Jakarta, Aktual.com — Asosiasi Kartu Kredit Indonesia (AKKI) menyatakan pengawasan data kartu kredit nasabah oleh Direktorat Jenderal Pajak berpotensi membuat masyarakat membudayakan transaksi tunai daripada elektronik.

“Dampaknya orang lebih memilih transaksi tunai kalau mereka tutup kartu kredit. Kalau pindah ke tunai, bukan hanya merugikan masyarakat sendiri harus bawa banyak uang, perbankan juga mengalami penurunan,” kata Manajer Umum AKKI Steve Marta pada forum diskusi oleh Alumni Universitas Padjajaran di Jakarta, Rabu (25/5).

Steve mengatakan dampak terhadap Peraturan Menteri Keuangan (PMK) No.39/2016 terkait kewajiban bank atau lembaga kartu kredit untuk melaporkan data nasabah kepada Dirjen Pajak tidak akan berdampak signifikan terhadap perbankan dan penurunan konsumsi masyarakat.

Menurut dia, dampaknya adalah peralihan instrumen yang dipakai masyarakat untuk bertransaksi dari elektronik ke tunai untuk menghindari pengawasan rincian transaksi yang dibutuhkan Dirjen Pajak.

Akibatnya, pemerintah pun akan mengeluarkan biaya lebih besar untuk mencetak uang tunai dan perputaran ekonomi juga tidak berjalan serta berimbas positif pada perbankan.

Selain itu, nilai transaksi ganjil membuat ada pembulatan yang memaksa masyarakat harus membayar lebih tinggi.

“Kalau belanja nilai transaksinya ganjil kan susah, buat uang logam saja mahal. Akhirnya pembulatan ke atas. Dampaknya lebih ke ‘high cost’,” ujar Steve.
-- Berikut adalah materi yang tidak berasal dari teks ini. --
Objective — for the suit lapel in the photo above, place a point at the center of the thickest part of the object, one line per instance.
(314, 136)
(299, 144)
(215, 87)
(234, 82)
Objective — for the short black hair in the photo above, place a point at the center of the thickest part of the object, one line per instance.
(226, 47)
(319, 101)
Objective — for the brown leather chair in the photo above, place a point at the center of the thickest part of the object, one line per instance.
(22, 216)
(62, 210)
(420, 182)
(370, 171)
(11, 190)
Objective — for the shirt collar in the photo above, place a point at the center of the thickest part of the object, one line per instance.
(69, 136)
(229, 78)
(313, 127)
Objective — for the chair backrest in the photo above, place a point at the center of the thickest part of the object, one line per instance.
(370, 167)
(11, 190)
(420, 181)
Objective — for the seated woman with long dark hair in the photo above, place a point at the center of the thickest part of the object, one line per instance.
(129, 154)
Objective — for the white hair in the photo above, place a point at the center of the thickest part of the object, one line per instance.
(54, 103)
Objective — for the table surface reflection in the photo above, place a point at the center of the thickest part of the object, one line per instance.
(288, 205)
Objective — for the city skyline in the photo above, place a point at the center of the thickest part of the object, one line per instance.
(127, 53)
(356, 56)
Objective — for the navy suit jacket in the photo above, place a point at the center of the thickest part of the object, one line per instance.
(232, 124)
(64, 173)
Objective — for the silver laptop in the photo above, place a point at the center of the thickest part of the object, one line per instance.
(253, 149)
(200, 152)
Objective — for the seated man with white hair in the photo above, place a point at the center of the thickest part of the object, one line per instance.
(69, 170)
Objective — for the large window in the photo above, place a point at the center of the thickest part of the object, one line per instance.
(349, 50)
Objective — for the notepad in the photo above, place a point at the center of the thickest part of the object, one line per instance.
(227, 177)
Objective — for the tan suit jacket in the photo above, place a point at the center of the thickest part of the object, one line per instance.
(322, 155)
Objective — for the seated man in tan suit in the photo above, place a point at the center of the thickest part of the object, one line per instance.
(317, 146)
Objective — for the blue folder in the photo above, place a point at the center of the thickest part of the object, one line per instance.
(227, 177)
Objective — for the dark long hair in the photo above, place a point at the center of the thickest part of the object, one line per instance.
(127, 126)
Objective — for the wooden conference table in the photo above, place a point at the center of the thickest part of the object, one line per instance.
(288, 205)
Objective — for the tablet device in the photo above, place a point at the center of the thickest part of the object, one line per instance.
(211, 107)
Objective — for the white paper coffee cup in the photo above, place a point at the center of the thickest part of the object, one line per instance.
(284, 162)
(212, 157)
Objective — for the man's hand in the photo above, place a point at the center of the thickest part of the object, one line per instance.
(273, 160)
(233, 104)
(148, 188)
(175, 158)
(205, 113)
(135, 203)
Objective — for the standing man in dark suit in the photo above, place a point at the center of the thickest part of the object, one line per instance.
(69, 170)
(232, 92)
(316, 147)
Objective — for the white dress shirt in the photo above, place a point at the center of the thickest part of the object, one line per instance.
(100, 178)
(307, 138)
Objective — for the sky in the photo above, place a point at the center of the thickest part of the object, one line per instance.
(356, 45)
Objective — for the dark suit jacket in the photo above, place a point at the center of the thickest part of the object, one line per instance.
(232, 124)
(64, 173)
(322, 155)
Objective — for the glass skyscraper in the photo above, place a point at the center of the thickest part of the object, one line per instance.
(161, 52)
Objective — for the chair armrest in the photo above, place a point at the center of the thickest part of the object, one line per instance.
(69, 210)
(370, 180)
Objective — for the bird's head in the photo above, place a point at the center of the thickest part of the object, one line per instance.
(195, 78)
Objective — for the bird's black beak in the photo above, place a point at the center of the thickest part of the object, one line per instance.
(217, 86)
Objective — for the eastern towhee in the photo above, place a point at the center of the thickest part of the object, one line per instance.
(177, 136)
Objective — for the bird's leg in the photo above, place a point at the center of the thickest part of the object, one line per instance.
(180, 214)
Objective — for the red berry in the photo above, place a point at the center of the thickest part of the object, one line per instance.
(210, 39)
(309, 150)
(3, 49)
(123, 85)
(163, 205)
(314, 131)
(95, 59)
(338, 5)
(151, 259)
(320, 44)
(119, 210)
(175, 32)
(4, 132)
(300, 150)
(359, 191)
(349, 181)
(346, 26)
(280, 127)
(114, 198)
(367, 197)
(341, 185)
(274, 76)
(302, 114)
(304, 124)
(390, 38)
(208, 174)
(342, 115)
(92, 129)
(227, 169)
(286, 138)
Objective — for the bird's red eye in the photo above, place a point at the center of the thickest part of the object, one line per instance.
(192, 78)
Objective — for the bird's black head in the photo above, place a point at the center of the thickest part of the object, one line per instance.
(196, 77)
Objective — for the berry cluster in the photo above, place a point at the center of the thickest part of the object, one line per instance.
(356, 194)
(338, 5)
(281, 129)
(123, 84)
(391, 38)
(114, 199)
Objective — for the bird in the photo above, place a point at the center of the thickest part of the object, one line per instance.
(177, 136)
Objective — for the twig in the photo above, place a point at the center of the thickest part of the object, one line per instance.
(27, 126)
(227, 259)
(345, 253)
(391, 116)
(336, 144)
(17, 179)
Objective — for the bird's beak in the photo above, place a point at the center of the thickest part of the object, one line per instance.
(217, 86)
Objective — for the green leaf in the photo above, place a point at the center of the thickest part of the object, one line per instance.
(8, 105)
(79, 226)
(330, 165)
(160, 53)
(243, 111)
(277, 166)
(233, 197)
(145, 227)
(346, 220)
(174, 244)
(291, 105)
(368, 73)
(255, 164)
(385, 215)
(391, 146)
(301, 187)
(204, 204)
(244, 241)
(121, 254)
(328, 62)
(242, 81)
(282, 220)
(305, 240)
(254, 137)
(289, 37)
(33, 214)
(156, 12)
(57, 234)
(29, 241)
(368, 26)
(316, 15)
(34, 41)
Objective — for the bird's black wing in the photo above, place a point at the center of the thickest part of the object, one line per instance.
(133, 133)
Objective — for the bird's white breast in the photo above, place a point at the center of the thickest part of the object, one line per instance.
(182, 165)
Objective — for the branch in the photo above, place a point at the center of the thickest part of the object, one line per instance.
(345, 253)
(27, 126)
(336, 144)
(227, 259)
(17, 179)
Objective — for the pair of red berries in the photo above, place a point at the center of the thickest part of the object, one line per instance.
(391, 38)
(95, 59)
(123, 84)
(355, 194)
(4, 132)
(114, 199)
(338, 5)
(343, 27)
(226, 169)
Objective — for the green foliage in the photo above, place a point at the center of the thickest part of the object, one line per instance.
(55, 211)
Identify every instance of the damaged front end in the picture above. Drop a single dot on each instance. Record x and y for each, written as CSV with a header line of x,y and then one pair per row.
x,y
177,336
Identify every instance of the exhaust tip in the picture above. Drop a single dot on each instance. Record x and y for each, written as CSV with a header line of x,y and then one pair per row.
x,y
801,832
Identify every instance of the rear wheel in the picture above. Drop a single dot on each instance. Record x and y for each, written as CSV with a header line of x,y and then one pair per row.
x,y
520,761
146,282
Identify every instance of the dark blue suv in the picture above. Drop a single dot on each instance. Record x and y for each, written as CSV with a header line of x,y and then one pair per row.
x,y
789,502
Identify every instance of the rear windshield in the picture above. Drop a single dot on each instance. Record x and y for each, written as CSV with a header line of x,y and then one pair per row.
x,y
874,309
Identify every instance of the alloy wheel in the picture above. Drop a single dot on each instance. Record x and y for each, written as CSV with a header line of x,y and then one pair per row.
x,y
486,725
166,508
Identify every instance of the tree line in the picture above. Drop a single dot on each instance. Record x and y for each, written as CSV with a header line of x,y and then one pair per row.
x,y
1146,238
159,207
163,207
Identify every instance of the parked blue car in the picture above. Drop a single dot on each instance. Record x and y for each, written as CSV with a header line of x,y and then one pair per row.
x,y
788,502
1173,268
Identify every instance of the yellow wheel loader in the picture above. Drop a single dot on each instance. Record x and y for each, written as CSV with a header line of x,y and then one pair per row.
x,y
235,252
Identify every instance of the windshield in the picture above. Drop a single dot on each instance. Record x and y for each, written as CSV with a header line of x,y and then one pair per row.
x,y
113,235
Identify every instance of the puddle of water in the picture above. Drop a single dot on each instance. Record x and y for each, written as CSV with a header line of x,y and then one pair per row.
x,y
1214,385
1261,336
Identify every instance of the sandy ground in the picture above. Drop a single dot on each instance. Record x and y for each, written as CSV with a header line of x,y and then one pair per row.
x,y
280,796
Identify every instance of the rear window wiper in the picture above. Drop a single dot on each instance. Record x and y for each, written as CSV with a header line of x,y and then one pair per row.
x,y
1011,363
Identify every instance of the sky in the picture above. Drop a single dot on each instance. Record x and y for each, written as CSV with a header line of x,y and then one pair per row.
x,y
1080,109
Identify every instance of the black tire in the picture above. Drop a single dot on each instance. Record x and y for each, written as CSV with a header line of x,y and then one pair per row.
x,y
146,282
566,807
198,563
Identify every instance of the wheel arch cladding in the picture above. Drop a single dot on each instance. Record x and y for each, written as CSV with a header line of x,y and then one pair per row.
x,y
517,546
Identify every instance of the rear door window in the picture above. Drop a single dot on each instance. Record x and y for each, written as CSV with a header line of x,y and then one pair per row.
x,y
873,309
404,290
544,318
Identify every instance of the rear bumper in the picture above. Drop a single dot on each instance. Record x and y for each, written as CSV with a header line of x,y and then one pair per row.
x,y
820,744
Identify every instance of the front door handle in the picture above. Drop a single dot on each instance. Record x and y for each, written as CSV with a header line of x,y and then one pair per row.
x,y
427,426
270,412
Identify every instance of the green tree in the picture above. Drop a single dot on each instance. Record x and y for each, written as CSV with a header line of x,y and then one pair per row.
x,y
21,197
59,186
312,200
Ia menyarankan Dirjen Pajak harus memberikan sosialisasi dan meyakinkan bahwa keamanan data nasabah terjamin karena banyaknya penutupan kartu kredit di beberapa bank berawal dari rentannya kepercayaan masyarakat terhadap perbankan.

“Yang kami pentingkan adalah jaminan data nasabah tidak akan bocor. Mekanisme pelaksanaan juga harus jelas karena saya ragu kesiapan bank pada 31 Mei untuk penyampaian laporan,” kata Steve.